Klug was selected by the Tennessee Titans in the fifth round of the 2011 NFL draft, 142nd overall. In the 2011 NFL season, Klug led all rookie defensive tackles with 7 sacks, which exceeded initial expectations.

On March 13, 2015, Klug and the Titans agreed to a two-year contract extension.

In 2016, Klug appeared in 14 games with three starts recording 26 tackles, 1.5 sacks, and one pass defensed before suffering a torn Achilles in Week 15 and was placed on injured reserve.

On March 9, 2017, Klug re-signed with the Titans.

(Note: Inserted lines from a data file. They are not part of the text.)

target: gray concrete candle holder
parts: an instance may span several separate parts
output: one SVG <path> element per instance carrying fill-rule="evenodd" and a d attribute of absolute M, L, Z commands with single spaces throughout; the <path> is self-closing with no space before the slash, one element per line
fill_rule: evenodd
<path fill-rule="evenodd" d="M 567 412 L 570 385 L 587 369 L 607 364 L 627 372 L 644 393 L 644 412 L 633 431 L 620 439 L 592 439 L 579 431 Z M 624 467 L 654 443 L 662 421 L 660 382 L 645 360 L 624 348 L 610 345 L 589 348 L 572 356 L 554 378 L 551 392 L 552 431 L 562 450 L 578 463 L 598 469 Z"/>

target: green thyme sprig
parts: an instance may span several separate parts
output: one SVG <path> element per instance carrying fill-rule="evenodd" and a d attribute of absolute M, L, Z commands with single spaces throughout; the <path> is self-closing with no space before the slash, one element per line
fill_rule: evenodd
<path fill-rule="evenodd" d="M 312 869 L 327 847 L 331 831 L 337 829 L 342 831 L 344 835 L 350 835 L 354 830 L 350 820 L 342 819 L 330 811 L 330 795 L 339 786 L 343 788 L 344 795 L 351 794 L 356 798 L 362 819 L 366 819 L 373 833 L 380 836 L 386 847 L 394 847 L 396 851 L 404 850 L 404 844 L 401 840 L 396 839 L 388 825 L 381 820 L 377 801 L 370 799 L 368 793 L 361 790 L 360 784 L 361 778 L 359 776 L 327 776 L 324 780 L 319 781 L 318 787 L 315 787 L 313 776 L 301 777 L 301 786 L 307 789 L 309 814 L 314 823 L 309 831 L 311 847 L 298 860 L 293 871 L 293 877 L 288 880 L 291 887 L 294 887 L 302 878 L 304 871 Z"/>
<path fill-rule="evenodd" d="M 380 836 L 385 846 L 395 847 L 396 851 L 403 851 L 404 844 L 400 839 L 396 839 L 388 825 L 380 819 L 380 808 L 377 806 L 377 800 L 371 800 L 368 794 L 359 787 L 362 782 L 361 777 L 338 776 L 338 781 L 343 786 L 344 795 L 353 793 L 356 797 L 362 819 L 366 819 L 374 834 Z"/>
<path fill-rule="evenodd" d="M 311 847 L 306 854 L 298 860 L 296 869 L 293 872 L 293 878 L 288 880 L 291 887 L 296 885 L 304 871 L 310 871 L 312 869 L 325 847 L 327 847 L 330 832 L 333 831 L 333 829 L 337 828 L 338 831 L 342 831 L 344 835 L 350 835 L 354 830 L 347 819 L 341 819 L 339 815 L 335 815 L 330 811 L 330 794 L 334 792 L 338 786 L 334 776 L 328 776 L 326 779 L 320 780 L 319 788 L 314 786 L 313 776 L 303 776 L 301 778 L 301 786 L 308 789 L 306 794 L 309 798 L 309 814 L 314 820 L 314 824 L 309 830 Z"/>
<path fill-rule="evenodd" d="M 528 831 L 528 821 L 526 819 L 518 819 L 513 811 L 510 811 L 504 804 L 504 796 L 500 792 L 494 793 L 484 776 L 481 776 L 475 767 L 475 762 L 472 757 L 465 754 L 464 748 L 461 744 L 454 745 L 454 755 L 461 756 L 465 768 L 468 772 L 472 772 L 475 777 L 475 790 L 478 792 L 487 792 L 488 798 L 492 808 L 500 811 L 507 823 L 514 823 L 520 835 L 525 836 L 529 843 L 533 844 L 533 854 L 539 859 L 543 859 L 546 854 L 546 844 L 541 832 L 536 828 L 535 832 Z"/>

On March 17, 2018, Klug was released by the Titans.

Pre-draft measurables
| Height | Weight | Arm length | Hand span | Wingspan | 40-yard dash | 10-yard split | 20-yard split | 20-yard shuttle | Three-cone drill | Vertical jump | Broad jump | Bench press |
| 6 ft 3 in (1.91 m) | 275 lb (125 kg) | 32+1⁄4 in (0.82 m) | 9+1⁄2 in (0.24 m) | 6 ft 6 in (1.98 m) | 4.85 s | 1.66 s | 2.83 s | 4.53 s | 7.03 s | 29.5 in (0.75 m) | 9 ft 5 in (2.87 m) | 22 reps |
All values from NFL Combine/Pro Day

==NFL career statistics==

Legend
|  | Led the league |
| Bold | Career high |

===Regular season===

Year: Team; Games; Tackles; Interceptions; Fumbles
GP: GS; Cmb; Solo; Ast; Sck; TFL; Int; Yds; TD; Lng; PD; FF; FR; Yds; TD
2011: TEN; 16; 1; 20; 18; 2; 7.0; 7; 0; 0; 0; 0; 4; 2; 0; 0; 0
2012: TEN; 16; 1; 7; 4; 3; 3.5; 3; 0; 0; 0; 0; 1; 0; 0; 0; 0
2013: TEN; 16; 3; 14; 8; 6; 2.0; 3; 0; 0; 0; 0; 2; 2; 1; 0; 1
2014: TEN; 16; 0; 23; 18; 5; 2.0; 9; 0; 0; 0; 0; 0; 0; 0; 0; 0
2015: TEN; 16; 0; 20; 13; 7; 4.0; 3; 0; 0; 0; 0; 0; 1; 0; 0; 0
2016: TEN; 14; 3; 26; 13; 13; 1.5; 2; 0; 0; 0; 0; 1; 0; 0; 0; 0
2017: TEN; 15; 0; 18; 13; 5; 1.5; 3; 0; 0; 0; 0; 0; 0; 0; 0; 0
109; 8; 128; 87; 41; 21.5; 30; 0; 0; 0; 0; 8; 5; 1; 0; 1

===Playoffs===

Year: Team; Games; Tackles; Interceptions; Fumbles
GP: GS; Cmb; Solo; Ast; Sck; TFL; Int; Yds; TD; Lng; PD; FF; FR; Yds; TD
2017: TEN; 2; 0; 0; 0; 0; 0.0; 0; 0; 0; 0; 0; 0; 0; 0; 0; 0
2; 0; 0; 0; 0; 0.0; 0; 0; 0; 0; 0; 0; 0; 0; 0; 0

==Coaching career==
In 2018, Klug was hired as a defensive line coach at Page High School in Franklin, Tennessee, having previously volunteered with the school during his playing career.